In un'intervista esclusiva per SoloVela, Vittorio ha raccontato tutte le sue emozioni a pochi giorni dalla partenza, prevista tra non meno di una settimana, in concomitanza di condizioni meteo ottimali.

Ciao Vittorio, la rotta Dakar-Guadalupa è una novità per velisti in solitario. Come mai hai scelto questo percorso?
E' una rotta classica da affrontare in doppio. Questa avventura mi servirà come ricognizione per un futuro tentativo in equipaggio a due, che potrei affrontare in autunno, se riuscirò a rinnovare i contratti e avrò voglia di ripetere un'esperienza simile.

In questi anni cosa ti ha insegnato l'Atlantico? Quali le insidie e i segreti?
Avrò compiuto cinquanta traversate atlantiche nella mia vita, ma su “Royal Oak” cambierà tutto, perchè non ho esperienza nella conduzione di una barca del genere. L'Oceano Atlantico negli ultimi anni è molto cambiato dal punto di vista meteorologico. La mia impresa si svolge a latitudini molto miti e ci sono meno tempeste che a nord. La più grande difficoltà è la strategia da adottare, in quanto l'aliseo è ultimamente molto irregolare e non è facile trovare una finestra meteo in cui gli anticicloni delle Azzorre e del continente americano siano ben formati, per garantire venti regolari durante tutta la traversata.

Puoi raccontarci qualcosa della vita a bordo di un solitario?
“Royal Oak” è un catamarano non abitabile e per questo cambieranno molte cose rispetto alle mie esperienze precedenti. Ciò che posso paragonare al passato sono le ore di riposo, che non superano mai le quattro giornaliere. Posso farle tutte d'un fiato, oppure spezzarle. Quando c'è la bonaccia però dormo male, al pensiero della barca che non avanza.

Come ci si prepara a una traversata in solitario?
Io sono nato preparato. Questa non è una spacconata ma una realtà. Ho volontà e fisico che si sono dimostrati adatti e grandi insegnanti che mi hanno permesso di sviluppare queste qualità al meglio (il padre era progettista di barche, lo zio un navigatore solitario, ndr). In Italia manca una vera scuola di velisti oceanici, perchè molti skipper conoscono bene la vela, ma si perdono davanti alla meteo, alla conoscenza del mare al largo e a come si devono costruire le barche. La preparazione fisica, invece, consiste solo nel navigare il più possibile.
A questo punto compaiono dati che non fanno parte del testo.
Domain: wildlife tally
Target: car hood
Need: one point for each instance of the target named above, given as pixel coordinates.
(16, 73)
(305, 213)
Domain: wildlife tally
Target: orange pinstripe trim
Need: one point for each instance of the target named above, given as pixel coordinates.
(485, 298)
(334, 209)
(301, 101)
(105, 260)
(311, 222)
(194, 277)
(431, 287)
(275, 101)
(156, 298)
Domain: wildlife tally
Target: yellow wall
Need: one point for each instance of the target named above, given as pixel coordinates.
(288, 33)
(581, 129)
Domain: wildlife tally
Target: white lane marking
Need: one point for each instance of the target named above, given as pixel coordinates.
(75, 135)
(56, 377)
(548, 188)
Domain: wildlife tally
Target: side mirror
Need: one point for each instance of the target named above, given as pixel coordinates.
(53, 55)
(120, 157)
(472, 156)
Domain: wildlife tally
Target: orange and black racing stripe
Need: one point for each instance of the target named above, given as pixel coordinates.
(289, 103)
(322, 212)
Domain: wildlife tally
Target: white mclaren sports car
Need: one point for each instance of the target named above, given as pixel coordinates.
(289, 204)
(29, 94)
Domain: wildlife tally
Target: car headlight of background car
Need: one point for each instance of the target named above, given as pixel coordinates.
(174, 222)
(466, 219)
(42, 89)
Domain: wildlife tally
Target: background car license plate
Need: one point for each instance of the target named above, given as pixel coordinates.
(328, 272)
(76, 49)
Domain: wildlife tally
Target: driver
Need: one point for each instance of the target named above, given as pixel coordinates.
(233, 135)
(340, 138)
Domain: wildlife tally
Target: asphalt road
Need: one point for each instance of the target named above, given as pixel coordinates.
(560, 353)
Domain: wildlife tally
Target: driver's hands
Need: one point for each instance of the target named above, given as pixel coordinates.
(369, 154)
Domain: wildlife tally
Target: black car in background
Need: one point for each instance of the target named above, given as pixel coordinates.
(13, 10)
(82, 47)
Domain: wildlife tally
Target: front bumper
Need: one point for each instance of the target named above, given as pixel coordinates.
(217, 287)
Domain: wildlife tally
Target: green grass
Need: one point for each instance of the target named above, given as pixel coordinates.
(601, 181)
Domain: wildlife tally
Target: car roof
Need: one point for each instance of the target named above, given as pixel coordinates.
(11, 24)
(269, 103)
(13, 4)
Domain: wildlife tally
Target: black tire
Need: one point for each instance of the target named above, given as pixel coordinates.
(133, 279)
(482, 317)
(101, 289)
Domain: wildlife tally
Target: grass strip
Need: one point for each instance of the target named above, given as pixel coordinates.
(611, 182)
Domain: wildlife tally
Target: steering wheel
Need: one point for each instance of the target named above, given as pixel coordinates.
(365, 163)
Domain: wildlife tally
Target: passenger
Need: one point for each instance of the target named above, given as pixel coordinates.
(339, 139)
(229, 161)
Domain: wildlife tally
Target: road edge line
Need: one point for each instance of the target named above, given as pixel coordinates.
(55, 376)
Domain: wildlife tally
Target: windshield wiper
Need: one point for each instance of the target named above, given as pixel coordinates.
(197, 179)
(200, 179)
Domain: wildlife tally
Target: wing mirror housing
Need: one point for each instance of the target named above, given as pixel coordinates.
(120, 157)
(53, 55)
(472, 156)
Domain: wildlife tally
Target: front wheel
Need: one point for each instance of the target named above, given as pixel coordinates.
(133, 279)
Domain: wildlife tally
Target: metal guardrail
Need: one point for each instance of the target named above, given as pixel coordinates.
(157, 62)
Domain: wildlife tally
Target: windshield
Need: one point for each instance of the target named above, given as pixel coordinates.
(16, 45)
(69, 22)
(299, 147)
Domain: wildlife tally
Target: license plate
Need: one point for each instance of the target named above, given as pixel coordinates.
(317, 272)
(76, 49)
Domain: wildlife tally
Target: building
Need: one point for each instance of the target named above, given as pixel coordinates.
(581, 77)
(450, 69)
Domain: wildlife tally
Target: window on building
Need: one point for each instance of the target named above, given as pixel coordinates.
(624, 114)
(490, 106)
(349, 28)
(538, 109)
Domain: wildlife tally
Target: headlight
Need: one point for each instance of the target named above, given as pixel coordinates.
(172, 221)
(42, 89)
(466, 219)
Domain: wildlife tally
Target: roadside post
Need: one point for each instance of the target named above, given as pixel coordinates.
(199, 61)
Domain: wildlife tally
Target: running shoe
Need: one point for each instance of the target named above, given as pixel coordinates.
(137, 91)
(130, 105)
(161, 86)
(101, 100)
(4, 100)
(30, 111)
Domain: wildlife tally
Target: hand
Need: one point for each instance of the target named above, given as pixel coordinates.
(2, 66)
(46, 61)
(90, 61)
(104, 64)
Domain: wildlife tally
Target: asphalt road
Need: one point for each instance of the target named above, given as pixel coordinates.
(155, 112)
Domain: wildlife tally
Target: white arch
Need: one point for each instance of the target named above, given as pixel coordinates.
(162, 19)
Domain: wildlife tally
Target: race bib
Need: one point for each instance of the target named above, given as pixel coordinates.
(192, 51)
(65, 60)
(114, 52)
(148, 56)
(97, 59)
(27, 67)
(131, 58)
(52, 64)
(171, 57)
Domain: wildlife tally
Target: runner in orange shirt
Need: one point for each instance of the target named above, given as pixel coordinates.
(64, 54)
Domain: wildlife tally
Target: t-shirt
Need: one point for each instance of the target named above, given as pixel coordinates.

Hai progetti per il futuro al termine di questa traversata?
Ho puntato su “Royal Oak”, su questo record e su quello in doppio che spero seguirà. E' la prima volta che ho un budget quasi dimensionato all'operazione. In Italia si pensa che ci siano cose più importanti che far correre un uomo solo in mezzo al mare. E così si spende quindici volte di più per venti barche che navigano intorno alle boe per un paio d'ore, quando tutto è mandato all'aria da un litigio tra due miliardari. Datemi dieci milioni di euro in quattro anni per un sessanta piedi Open e vedrete cosa sarò in grado di fare.

Quali sono i velisti che apprezzi di più?
Sicuramente il mio amico Giovanni Soldini, con cui ho potuto condividere situazioni al limite. A terra ha parecchi difetti, ma quando è in mare è una iena, simpatico e intelligente. Il più grande di tutti è però Francis Joyon, il primo che mi ha fatto salire su un multiscafo. Poi c'è Ellen Mac Arthur, una ragazza fantastica e femminile, con un coraggio da leone e l'umiltà di imbattersi nelle “esperienze degli altri”, navigando in equipaggi di tanti skipper. Infine Yves Parlier, uno che come il sottoscritto ama aprire le piste prima degli altri, con nuovi tipi di barche e soluzioni tecniche.